Paragraph 15(e) of the Rules provides that, if “after considering the submissions the panel finds that the Complaint was brought in bad faith, for example in an attempt at Reverse Domain Name Hijacking or was brought primarily to harass the domain-name holder, the panel shall declare in its decision that the Complaint was brought in bad faith and constitutes an abuse of the administrative proceeding.” RDNH is defined under the Rules as “using the UDRP in bad faith to attempt to deprive a registered domain-name holder of a domain name.”

The Panel considers that Complainant has attempted RDNH for the following reasons:

1. Complainant has failed in its Complaint by a large margin. In the Panel's opinion, Complainant knew or at least should have known that it could not prove registration and use in bad faith. As explained earlier, however, Complainant came nowhere near building a case for this essential UDRP element. Complainant should have known that its failure to even allege a senior right in the DESKWALL mark was likely to prove fatal to its prospects in this proceeding.

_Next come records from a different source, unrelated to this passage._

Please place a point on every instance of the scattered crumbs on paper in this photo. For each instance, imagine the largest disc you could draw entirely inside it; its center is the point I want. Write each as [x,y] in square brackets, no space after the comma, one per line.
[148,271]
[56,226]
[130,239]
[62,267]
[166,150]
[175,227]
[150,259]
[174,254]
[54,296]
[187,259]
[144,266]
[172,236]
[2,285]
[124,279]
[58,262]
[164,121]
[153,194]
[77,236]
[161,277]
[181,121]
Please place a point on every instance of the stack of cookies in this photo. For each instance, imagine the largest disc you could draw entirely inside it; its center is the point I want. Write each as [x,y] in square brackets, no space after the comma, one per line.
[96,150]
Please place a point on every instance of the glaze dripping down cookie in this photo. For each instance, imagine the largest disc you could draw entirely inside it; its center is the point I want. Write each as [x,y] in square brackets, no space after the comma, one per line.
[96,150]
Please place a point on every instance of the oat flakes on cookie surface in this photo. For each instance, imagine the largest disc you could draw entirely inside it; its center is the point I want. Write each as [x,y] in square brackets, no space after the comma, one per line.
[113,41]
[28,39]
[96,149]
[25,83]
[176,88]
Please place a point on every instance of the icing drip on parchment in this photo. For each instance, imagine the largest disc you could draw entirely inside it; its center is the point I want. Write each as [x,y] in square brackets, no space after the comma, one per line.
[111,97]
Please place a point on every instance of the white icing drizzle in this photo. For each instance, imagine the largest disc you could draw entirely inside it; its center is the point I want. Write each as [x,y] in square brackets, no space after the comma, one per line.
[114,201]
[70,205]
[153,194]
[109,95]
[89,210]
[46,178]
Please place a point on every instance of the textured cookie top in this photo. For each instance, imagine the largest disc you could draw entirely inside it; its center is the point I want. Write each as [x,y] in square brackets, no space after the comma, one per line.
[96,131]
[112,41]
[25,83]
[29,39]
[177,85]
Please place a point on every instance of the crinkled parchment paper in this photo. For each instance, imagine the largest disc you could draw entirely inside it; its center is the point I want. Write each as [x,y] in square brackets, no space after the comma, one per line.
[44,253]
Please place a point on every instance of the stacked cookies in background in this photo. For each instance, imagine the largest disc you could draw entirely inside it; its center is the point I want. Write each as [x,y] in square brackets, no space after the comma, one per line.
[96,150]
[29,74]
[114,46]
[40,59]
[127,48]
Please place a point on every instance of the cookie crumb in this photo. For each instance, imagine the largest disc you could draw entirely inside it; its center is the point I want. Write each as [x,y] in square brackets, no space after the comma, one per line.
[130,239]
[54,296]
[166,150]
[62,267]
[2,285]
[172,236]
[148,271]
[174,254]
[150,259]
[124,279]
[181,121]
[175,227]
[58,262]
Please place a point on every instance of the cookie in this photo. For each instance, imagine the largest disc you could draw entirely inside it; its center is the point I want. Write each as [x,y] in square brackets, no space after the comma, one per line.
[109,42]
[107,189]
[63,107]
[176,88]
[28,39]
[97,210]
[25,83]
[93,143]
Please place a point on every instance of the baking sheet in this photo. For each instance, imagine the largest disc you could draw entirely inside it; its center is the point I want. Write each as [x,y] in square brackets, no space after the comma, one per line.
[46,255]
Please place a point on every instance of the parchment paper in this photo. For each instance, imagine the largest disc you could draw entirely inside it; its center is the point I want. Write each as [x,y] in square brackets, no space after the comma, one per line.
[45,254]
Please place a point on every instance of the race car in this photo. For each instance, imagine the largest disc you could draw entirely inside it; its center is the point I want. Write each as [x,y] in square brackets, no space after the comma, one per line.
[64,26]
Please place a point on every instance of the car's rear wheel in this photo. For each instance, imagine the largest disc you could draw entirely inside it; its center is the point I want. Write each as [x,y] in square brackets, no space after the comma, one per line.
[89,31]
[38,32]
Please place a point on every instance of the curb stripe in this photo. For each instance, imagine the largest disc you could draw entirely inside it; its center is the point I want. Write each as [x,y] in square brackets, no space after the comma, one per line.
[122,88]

2. Furthermore, before launching this case, Complainant contacted Respondent and offered to buy the disputed domain name for USD 500, without offering any arguments that it possessed a legal claim relating to the disputed domain name. In the Panel’s view, this is another example of a case where a party, frustrated in its attempt to buy a domain name, resorts to the ultimate option of an artificial claim untethered to facts or the plain wording of the UDRP. This stratagem has been described in many UDRP cases as “a highly improper purpose” and it has often contributed to findings of RDNH. See, e.g., Patricks Universal Export Pty Ltd. v. David Greenblatt, WIPO Case No. D2016-0653 and BERNINA International AG v. Domain Administrator, Name Administration Inc. (BVI), WIPO Case No. D2016‑1811.

7. Decision

For the foregoing reasons, the Complaint is denied and the Panel finds that the Complaint was brought in bad faith and constitutes an abuse of the administrative proceeding.